Rental sepeda Pondok Tingal |
Tepat jam 7.40
pagi, aku sampai di rental sepeda Pondok Tingal, Borobudur. Sudah banyak
peserta yang datang dan bersiap berangkat. Setelah daftar dan bayar kontribusi,
aku dipersilahkan memilih sepeda. Di sini ada beberapa jenis sepeda. Sepeda
kuno, sepeda besar, sedang dan ada juga sepeda kecil buat anak-anak. Awalnya,
aku memilih sepeda besar, kupikir ini paling pas buat cowok. Tapi saat kunaiki
joknya, alamak… tingginya minta ampun. Padahal badanku udah tinggi, tetap aja
harus lompat buat naik atau turunnya. Jelas not recommended buat pengidap acrophobia
sepertiku. Jadi, secepat kilat, aku balik lagi ke rental. Aku pilih sepeda ukuran sedang aja. Ngapain malu, toh nggak
sedikit juga peserta cowok yang pakai sepeda ini.
Meski sedikit gugup dengan sepeda rental, tapi nyatanya sepeda
ini cepat sekali akrab denganku. Nyaman sekali.

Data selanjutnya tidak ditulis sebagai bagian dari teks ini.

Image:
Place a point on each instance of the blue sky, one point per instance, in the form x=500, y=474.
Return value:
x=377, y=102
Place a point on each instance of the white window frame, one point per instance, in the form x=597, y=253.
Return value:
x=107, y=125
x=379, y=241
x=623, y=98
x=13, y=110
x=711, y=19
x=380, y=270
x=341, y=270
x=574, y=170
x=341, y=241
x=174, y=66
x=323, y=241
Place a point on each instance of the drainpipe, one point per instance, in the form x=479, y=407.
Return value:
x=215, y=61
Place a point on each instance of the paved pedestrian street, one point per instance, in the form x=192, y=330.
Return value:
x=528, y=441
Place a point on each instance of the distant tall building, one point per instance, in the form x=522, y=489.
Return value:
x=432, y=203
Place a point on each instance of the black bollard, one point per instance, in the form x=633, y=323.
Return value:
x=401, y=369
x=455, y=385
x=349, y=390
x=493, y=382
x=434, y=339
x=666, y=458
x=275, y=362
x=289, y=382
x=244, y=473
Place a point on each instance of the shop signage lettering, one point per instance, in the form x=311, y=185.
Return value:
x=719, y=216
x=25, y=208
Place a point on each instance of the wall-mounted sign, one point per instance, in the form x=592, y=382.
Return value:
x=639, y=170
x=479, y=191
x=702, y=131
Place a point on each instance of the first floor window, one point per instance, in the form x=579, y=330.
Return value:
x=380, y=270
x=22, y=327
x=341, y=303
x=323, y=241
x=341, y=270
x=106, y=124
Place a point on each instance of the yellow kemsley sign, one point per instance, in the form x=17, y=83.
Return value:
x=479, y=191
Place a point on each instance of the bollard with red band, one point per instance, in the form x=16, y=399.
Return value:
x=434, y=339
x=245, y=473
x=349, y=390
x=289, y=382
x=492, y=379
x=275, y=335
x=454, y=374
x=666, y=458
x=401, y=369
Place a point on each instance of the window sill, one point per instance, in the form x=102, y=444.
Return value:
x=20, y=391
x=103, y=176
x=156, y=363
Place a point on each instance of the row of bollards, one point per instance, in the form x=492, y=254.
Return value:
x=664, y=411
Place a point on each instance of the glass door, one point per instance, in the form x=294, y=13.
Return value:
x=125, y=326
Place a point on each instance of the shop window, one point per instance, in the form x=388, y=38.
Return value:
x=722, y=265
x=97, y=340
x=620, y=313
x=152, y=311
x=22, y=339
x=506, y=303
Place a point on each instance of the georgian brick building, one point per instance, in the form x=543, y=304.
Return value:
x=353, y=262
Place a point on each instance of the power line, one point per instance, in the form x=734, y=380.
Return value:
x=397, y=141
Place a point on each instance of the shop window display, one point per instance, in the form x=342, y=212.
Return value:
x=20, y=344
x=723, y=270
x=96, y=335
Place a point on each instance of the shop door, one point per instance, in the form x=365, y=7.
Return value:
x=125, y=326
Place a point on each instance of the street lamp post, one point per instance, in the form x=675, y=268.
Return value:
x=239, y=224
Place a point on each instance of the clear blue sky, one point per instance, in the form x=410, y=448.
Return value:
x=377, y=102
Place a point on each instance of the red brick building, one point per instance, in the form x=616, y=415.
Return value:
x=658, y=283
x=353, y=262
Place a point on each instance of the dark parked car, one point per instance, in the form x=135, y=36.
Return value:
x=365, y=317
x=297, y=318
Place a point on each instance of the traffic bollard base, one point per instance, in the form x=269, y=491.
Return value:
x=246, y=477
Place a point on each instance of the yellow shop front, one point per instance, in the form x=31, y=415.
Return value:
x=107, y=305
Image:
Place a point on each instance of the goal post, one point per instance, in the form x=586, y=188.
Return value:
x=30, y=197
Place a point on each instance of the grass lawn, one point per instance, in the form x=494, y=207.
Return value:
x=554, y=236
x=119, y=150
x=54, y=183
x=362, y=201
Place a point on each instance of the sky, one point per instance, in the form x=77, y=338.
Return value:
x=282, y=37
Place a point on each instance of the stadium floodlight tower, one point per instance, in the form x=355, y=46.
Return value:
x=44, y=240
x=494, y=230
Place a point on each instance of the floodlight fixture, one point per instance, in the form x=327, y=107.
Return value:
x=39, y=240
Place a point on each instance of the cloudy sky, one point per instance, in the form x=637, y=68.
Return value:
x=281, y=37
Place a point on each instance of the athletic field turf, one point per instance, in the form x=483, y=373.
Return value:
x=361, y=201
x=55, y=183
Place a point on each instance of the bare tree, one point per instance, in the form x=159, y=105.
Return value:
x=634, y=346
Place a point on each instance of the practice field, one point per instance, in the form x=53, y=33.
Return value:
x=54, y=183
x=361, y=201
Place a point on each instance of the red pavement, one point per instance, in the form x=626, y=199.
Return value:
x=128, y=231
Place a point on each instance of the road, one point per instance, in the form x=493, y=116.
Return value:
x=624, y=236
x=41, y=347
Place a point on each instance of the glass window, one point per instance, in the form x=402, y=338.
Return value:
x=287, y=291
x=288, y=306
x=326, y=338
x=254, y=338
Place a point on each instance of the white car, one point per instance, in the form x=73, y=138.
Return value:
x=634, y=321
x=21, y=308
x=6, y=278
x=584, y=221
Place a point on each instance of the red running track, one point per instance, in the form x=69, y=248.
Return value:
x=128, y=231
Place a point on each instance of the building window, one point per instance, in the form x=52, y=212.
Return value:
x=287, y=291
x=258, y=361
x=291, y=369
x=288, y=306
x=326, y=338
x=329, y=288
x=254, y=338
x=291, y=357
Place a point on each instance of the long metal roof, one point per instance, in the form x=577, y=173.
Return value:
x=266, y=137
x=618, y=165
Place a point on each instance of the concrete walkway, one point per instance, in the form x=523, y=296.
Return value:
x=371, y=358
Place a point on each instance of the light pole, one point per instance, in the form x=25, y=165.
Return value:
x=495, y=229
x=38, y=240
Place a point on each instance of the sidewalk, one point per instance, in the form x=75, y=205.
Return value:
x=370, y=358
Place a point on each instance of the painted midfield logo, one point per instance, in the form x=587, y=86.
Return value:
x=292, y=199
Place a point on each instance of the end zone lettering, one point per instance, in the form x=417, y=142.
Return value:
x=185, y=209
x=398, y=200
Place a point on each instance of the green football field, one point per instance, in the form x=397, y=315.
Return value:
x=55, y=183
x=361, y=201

Perjalanan dimulai ke arah
barat menuju Candirejo. Kami mulai memasuki perkampungan penduduk. Tapi nggak
lama, jalanan mulai berganti jalan setapak berbatu (kayak lagunya Jikustik
aja). Ya, kami harus lewat ladang jagung dan kebun bambu. Dan selanjutnya, 80
persen kondisi jalan yang kami lewati tidaklah mulus, bahkan lebih nggak mulus
dari kulitku! Diam-diam aku merasa ada untungnya juga aku nggak bawa sepeda
sendiri. Maklum, ban sepeda milikku sensitif terhadap batu dan gundukan
(belinya murah sih), makanya kalau dia harus lewat jalan beginian, dijamin
nggak tertolong lagi.
Beberapa
kali, aku dan beberapa teman lewat persimpangan. Nggak jarang pula, kami
tertinggal rombongan dan harus tanya ke warga. Untungnya, selalu ada
pertolongan. Keramahan warga sekitar dan solidaritas antar peserta, itu yang
bikin perjalanan tidak terasa berat.
Woi.... yang lain kemana? |
Tak lama, sampailah kami ke daerah
pertemuan Sungai Elo dan Sungai Progo. Sungai Elo adalah sungai yang berhulu di
lereng Gunung Merbabu. Sungai ini mengalir ke arah barat sampai Kecamatan
Borobudur, kemudian menyatu dengan Sungai Progo yang berasal dari utara. Kedua sungai ini sering jadi arena rafting alias arung jeram karena arusnya yang lumayan deras dan berbatu-batu.
Selfie di tepi sungai |
Hutan bambu Desa Wanurejo |
Sesudah
berfoto dan istirahat sebentar, kami melanjutkan perjalanan.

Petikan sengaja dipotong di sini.